5.2.1.13. inclusão dos crimes que integram o crime continuado em julgamento: “Conflita com a ordem jurídica em vigor considerar-se para a majoração da pena-base, e sob o ângulo das circunstâncias judiciais, processos que desaguaram na conclusão sobre a continuidade delitiva” [35]
5.3. Conduta social: A conduta social consiste no modo pelo qual o agente exerceu os papéis que lhe foram reservados na sociedade. Trata-se de averiguar, através dessa circunstância, o seu desempenho na sociedade, em família, no trabalho, na religião, no grupo comunitário, formando um conjunto de fatores do qual talvez não tenha surgido nenhum fato digno de registro especial, mas que serve para avaliar o modo pelo qual o agente se tem conduzido na vida, exame esse que permitirá concluir se o crime é um simples episódio, resulta de má educação ou revela sua propensão para o mal. Devem ser levados em conta os elementos indicativos da falta de adaptação, ou do bom relacionamento do agente perante a sociedade, em que está integrado, ou seja, quando o ambiente em que o agente se inserir for, por exemplo, uma favela, não lhe poderá ser exigido comportamento típico das classes sociais mais abastadas. É o comportamento do agente em seu meio social. Nestes campos da vida, pode-se analisar: o modo de agir do agente nas suas ocupações, sua cordialidade ou agressividade, egocentrismo ou prestatividade, rispidez ou finura de trato, seu estilo de vida honesto ou reprovável. O fato de o agente ter vasta folha de ocorrências policiais, processos em andamento, não lhe retira o direito de ser respeitado e querido em seu ambiente social.

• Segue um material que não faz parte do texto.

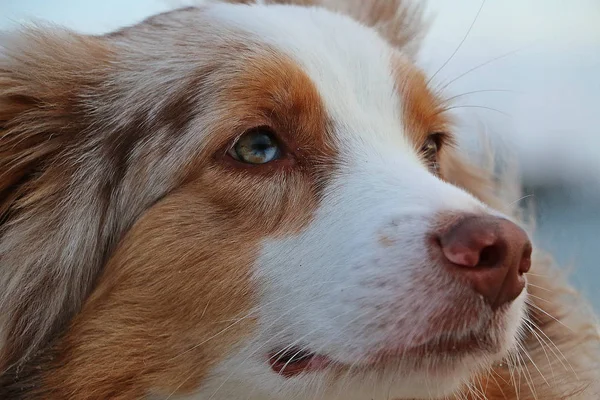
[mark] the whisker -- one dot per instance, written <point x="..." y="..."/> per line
<point x="446" y="85"/>
<point x="534" y="325"/>
<point x="549" y="315"/>
<point x="450" y="99"/>
<point x="538" y="287"/>
<point x="460" y="44"/>
<point x="522" y="198"/>
<point x="475" y="106"/>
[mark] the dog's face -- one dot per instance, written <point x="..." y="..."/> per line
<point x="266" y="192"/>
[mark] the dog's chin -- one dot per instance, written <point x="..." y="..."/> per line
<point x="434" y="368"/>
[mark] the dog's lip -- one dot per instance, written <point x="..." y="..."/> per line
<point x="293" y="362"/>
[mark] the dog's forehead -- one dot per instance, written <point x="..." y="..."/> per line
<point x="353" y="69"/>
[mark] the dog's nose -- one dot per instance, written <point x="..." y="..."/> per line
<point x="491" y="253"/>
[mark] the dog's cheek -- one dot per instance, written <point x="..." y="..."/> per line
<point x="174" y="300"/>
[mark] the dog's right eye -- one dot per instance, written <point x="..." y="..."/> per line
<point x="256" y="146"/>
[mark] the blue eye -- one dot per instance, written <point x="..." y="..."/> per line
<point x="257" y="146"/>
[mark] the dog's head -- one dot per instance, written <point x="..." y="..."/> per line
<point x="259" y="200"/>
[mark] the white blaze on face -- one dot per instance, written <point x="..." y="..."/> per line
<point x="359" y="278"/>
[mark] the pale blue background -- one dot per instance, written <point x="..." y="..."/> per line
<point x="554" y="123"/>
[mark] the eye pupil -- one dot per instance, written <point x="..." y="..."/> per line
<point x="431" y="149"/>
<point x="257" y="146"/>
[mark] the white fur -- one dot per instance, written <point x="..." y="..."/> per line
<point x="325" y="287"/>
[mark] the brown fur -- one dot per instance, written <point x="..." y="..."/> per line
<point x="97" y="166"/>
<point x="103" y="186"/>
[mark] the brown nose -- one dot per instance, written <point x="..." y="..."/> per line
<point x="491" y="253"/>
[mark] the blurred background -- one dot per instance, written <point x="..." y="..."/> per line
<point x="526" y="74"/>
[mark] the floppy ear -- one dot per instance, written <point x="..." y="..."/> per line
<point x="397" y="21"/>
<point x="51" y="235"/>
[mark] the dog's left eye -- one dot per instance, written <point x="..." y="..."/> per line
<point x="257" y="146"/>
<point x="431" y="148"/>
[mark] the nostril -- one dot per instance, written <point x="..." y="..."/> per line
<point x="525" y="262"/>
<point x="490" y="256"/>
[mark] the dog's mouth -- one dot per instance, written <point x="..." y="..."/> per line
<point x="294" y="361"/>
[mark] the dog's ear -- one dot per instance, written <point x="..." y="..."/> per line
<point x="50" y="225"/>
<point x="400" y="22"/>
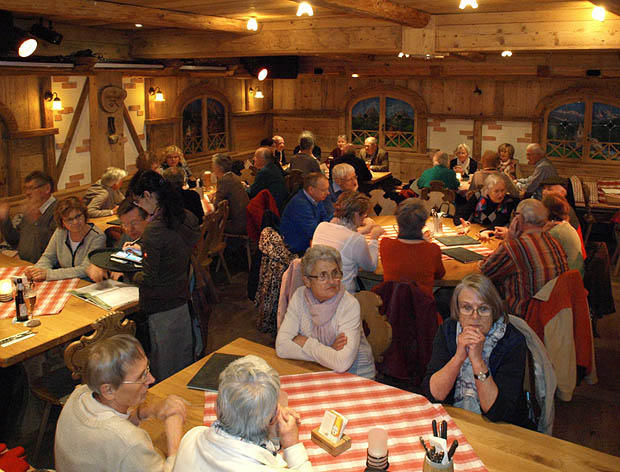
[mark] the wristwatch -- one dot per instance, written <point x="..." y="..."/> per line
<point x="482" y="376"/>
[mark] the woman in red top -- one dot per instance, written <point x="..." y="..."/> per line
<point x="410" y="257"/>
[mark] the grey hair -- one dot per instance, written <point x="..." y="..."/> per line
<point x="411" y="215"/>
<point x="223" y="162"/>
<point x="247" y="398"/>
<point x="441" y="158"/>
<point x="176" y="176"/>
<point x="486" y="290"/>
<point x="318" y="253"/>
<point x="463" y="146"/>
<point x="533" y="212"/>
<point x="491" y="181"/>
<point x="113" y="175"/>
<point x="340" y="171"/>
<point x="108" y="361"/>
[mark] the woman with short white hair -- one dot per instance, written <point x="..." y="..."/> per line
<point x="98" y="427"/>
<point x="248" y="416"/>
<point x="323" y="322"/>
<point x="103" y="197"/>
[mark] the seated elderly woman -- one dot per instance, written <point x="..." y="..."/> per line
<point x="98" y="427"/>
<point x="322" y="322"/>
<point x="478" y="359"/>
<point x="343" y="233"/>
<point x="103" y="197"/>
<point x="397" y="254"/>
<point x="248" y="416"/>
<point x="66" y="255"/>
<point x="560" y="228"/>
<point x="492" y="207"/>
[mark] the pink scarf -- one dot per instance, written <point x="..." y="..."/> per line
<point x="321" y="314"/>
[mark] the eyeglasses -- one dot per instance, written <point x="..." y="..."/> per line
<point x="326" y="276"/>
<point x="483" y="311"/>
<point x="143" y="377"/>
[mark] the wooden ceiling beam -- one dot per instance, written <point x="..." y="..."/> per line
<point x="89" y="10"/>
<point x="380" y="9"/>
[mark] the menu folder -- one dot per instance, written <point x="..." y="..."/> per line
<point x="208" y="377"/>
<point x="462" y="255"/>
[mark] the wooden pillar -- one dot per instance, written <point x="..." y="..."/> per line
<point x="104" y="154"/>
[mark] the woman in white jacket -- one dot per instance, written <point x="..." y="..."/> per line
<point x="323" y="322"/>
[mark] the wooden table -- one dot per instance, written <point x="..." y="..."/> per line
<point x="455" y="270"/>
<point x="502" y="447"/>
<point x="74" y="320"/>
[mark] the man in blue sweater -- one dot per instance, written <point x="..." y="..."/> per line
<point x="304" y="213"/>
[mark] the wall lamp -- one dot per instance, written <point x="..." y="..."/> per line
<point x="54" y="98"/>
<point x="157" y="94"/>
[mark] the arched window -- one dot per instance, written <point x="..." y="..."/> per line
<point x="395" y="119"/>
<point x="584" y="128"/>
<point x="205" y="126"/>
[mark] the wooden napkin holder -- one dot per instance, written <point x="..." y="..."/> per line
<point x="333" y="449"/>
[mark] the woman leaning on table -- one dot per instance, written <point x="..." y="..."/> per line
<point x="478" y="360"/>
<point x="323" y="322"/>
<point x="66" y="255"/>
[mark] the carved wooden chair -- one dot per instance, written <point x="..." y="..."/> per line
<point x="379" y="329"/>
<point x="55" y="387"/>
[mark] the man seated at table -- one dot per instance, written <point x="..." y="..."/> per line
<point x="544" y="170"/>
<point x="439" y="171"/>
<point x="376" y="158"/>
<point x="268" y="177"/>
<point x="230" y="188"/>
<point x="527" y="260"/>
<point x="248" y="417"/>
<point x="102" y="197"/>
<point x="304" y="160"/>
<point x="478" y="359"/>
<point x="304" y="213"/>
<point x="33" y="231"/>
<point x="98" y="427"/>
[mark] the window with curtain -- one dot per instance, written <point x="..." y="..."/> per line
<point x="205" y="127"/>
<point x="391" y="120"/>
<point x="587" y="129"/>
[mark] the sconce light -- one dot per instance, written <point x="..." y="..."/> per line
<point x="157" y="94"/>
<point x="55" y="99"/>
<point x="304" y="8"/>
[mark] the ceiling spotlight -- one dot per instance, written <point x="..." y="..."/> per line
<point x="598" y="13"/>
<point x="262" y="74"/>
<point x="252" y="24"/>
<point x="468" y="3"/>
<point x="304" y="9"/>
<point x="46" y="33"/>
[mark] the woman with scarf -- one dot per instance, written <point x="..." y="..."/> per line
<point x="323" y="322"/>
<point x="478" y="360"/>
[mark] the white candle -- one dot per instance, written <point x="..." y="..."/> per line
<point x="377" y="442"/>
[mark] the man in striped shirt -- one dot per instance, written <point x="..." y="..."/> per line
<point x="527" y="260"/>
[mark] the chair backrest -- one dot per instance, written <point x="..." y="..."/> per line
<point x="76" y="354"/>
<point x="212" y="231"/>
<point x="540" y="381"/>
<point x="380" y="330"/>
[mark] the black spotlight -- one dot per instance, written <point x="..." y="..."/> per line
<point x="46" y="33"/>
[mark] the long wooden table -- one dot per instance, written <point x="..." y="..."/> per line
<point x="502" y="447"/>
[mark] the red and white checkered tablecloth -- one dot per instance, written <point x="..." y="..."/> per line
<point x="52" y="295"/>
<point x="391" y="231"/>
<point x="367" y="404"/>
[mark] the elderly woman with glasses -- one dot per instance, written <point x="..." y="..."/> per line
<point x="98" y="427"/>
<point x="343" y="232"/>
<point x="66" y="255"/>
<point x="248" y="417"/>
<point x="478" y="360"/>
<point x="323" y="322"/>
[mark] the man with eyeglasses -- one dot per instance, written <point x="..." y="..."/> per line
<point x="32" y="230"/>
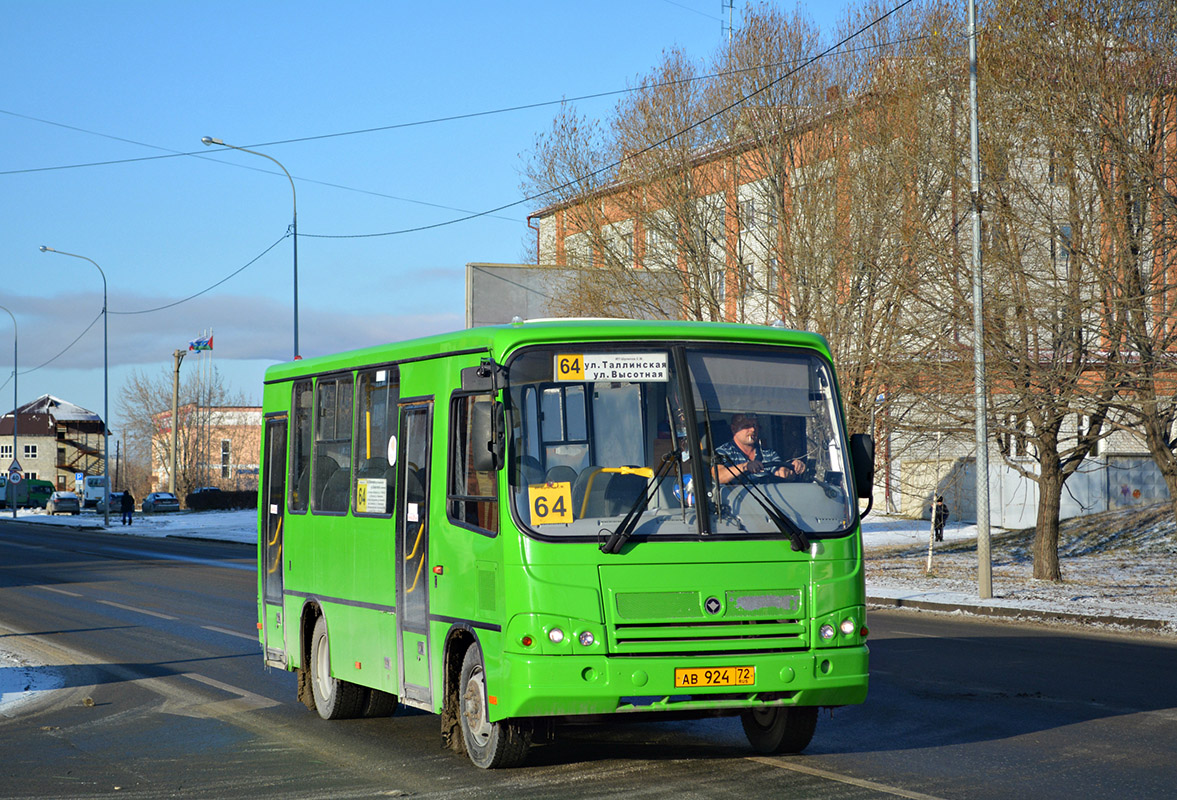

A propósito, José Eulálio de Almeida[36] leciona que:
o juiz deve colher da prova produzida nos autos: “... a vocação do acusado para o trabalho ou para a ociosidade; a afetividade do mesmo para com os membros que integram a sua família, ou o desprezo e indiferença que nutre por seus parentes; o prestígio e a respeitabilidade de que goza perante as pessoas do seu bairro ou da sua cidade, bem como o índice de rejeição de que desfruta entre os que o conhecem socialmente; o seu entretenimento predileto (…) ou se prefere a companhia constante de pessoas de comportamento suspeito e freqüenta, com habitualidade, locais de concentração de delinqüentes, casas de tolerância, lupanares ou congêneres; o seu grau de escolaridade, tal como a assiduidade e a abnegação pelo estudo ou o desinteresse pelo mesmo, assim como o respeito e o relacionamento com funcionários, professores e diretores do estabelecimento escolar.”
Gilberto Ferreira[37] adota, como critério para a valoração da conduta social, a caminhada de vida percorrida pelo agente. Avalia, com esmero, como se comportava o agente na condição de estudante, de pai, de trabalhador, de componente da vida social: “... um mau aluno, um pai irresponsável, que deu causa à separação e não paga alimentos aos filhos, ou que se entrega constantemente à embriaguez ou a uma vida desregrada. Um empregado que vive encrencando com seus colegas de trabalho. Uma pessoa insensível que não tem a menor consideração para com o próximo, vivendo à margem da sociedade."
Deve-se ponderar, todavia, que o uso freqüente de bebida alcoólica, por si só, não justifica valoração negativa da conduta social do agente, pois o alcoólatra é um doente que carece de tratamento[38].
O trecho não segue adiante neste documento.